Using semi-conductive polymers, both analog and digital electronic circuits can be created inside living flowers, bushes and trees, as researchers at Linköping University Laboratory for Organic Electronics have shown. The results are being published in Science Advances.
With the help of the channels that distribute water and nutrients in plants, the research group at the Laboratory for Organic Electronics, under the leadership of Professor Magnus Berggren, have built the key components of electronic circuits. In an article in Science Advances, they show how roses can produce both analog and digital electronic circuits, which over the long term could be used, for example, to regulate the plant’s physiology.
Traditional electronics send and process electronic signals, while plants transport and handle ions and growth hormones. In organic electronics, based on semi-conductive polymers, both ions and electrons can serve as signal carriers. With the help of organic electronics it therefore becomes possible to combine electric signals with the plant’s own, as if translating the plant’s signals into traditional electronics. With inexpensive organic electronics integrated into plants, a long range of possibilities opens up – such as utilizing energy from photosynthesis in a fuel cell, or reading and regulating the growth and other inner functions of plants.
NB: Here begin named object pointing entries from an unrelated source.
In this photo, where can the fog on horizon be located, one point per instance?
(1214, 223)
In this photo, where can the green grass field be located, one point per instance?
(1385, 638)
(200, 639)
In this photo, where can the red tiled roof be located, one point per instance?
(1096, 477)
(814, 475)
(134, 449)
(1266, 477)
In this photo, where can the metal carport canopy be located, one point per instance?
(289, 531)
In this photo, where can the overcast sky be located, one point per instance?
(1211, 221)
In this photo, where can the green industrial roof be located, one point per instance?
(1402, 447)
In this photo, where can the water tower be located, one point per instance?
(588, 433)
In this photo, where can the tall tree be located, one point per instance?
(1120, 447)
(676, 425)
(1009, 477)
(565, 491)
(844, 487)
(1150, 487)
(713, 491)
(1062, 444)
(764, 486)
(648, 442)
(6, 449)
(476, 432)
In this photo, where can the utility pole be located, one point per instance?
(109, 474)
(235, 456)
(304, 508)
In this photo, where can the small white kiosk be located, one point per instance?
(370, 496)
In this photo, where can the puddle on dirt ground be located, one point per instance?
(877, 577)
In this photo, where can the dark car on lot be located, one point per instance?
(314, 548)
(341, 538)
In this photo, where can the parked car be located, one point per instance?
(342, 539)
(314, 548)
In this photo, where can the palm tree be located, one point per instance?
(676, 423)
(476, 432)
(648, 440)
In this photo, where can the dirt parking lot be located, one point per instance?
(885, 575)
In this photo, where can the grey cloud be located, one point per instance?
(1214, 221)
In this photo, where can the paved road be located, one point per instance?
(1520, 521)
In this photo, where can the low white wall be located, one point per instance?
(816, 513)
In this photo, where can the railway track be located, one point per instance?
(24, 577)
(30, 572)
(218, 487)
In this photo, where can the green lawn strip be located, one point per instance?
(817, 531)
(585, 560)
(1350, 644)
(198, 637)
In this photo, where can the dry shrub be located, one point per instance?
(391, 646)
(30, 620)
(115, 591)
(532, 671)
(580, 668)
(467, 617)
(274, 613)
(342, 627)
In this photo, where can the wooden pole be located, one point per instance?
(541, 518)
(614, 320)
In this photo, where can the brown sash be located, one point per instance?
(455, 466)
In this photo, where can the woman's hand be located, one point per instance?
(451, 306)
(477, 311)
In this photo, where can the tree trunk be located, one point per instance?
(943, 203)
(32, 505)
“Previously, we had no good tools for measuring the concentration of various molecules in living plants. Now we’ll be able to influence the concentration of the various substances in the plant that regulate growth and development. Here, I see great possibilities for learning more,” says Ove Nilsson, professor of plant reproduction biology at the Umeå Plant Science Center and co-author of the article.
Since the beginning of the 1990s, Magnus Berggren – professor of Organic Electronics at Linköping University’s Norrköping campus – has been researching printed electronics on paper. Now and then the idea of putting electronics into the tree itself cropped up, but research funders were indifferent. Thanks to independent research money from the Knut and Alice Wallenberg Foundation at the end of 2012, Professor Berggren could hire three researchers with new doctorates: Roger Gabrielsson, Eleni Stavrinidou and Eliot Gomez. The task was to investigate – with the help of the more senior researchers at Linköping University and the Umeå Plant Science Center – whether it was possible to introduce and even produce electronics in plants.
The answer, in other words, was yes. In just about two years, the research group succeeded in getting plants to produce both analog and digital circuits.
Mr Gabrielsson found the polymer PEDOT-S, which turned out to be soluble in water. When it was absorbed into a rose, for example, it was converted into a hydrogel, which – suitably enough – forms a thin film along the channel through which the flower absorbs water and nutrients. Ms Stavrinidou then succeeded in getting the plants to produce ten-centimeter segments, 50 cm thick, of membranes – or film – of the conductive polymer. With an electrode at each end and a gate in the middle, an analog transistor was created.
“We’ve produced the perfect measurement values, which show that it really is a fully functional transistor,” Ms Stavrinidou says.
She has measured the conductive ability of the polymer from 0.13 siemens/cm all the way up to 1 siemens/cm.
Mr Gomez used another method common in plant biology – vacuum infiltration – to send another PEDOT variant together with nanocellulose fibres into the foliage of the rose. The cellulose forms a 3-D structure with small cavities – like a sponge – inside the rose leaf, and the cavities are filled with the conductive polymer. Electrochemical cells are thus formed with a number of pixels, partitioned by the veins. The electrolytes come from the fluid in the leaf. This means that the leaf functions in somewhat the same way as the printed character display on a roll that is manufactured at Acreo Swedish ICT in Norrköping.
“We can create electrochromatic plants in which the leaves change color – it’s cool, but maybe not so useful,” Mr Gomez says.
But what is otherwise a weakness of organic electronics – the cold and the wet – is solved by the plant when it encapsulates the polymer and protects it from wind and weather.
“It seems as if the polymers we use had been created for their function,” Mr Gabrielsson states.
Professor Berggren sees an entirely new field of research:
“Now we can really start talking about ‘power plants’ – we can place sensors in plants and use the energy formed in the chlorophyll, produce green antennas or produce new materials. Everything occurs naturally, and we use the plants’ own very advanced, unique systems,” he says.
“As far as we know, there are no previously published research results regarding electronics produced in plants. No one’s done this before,” Professor Berggren states.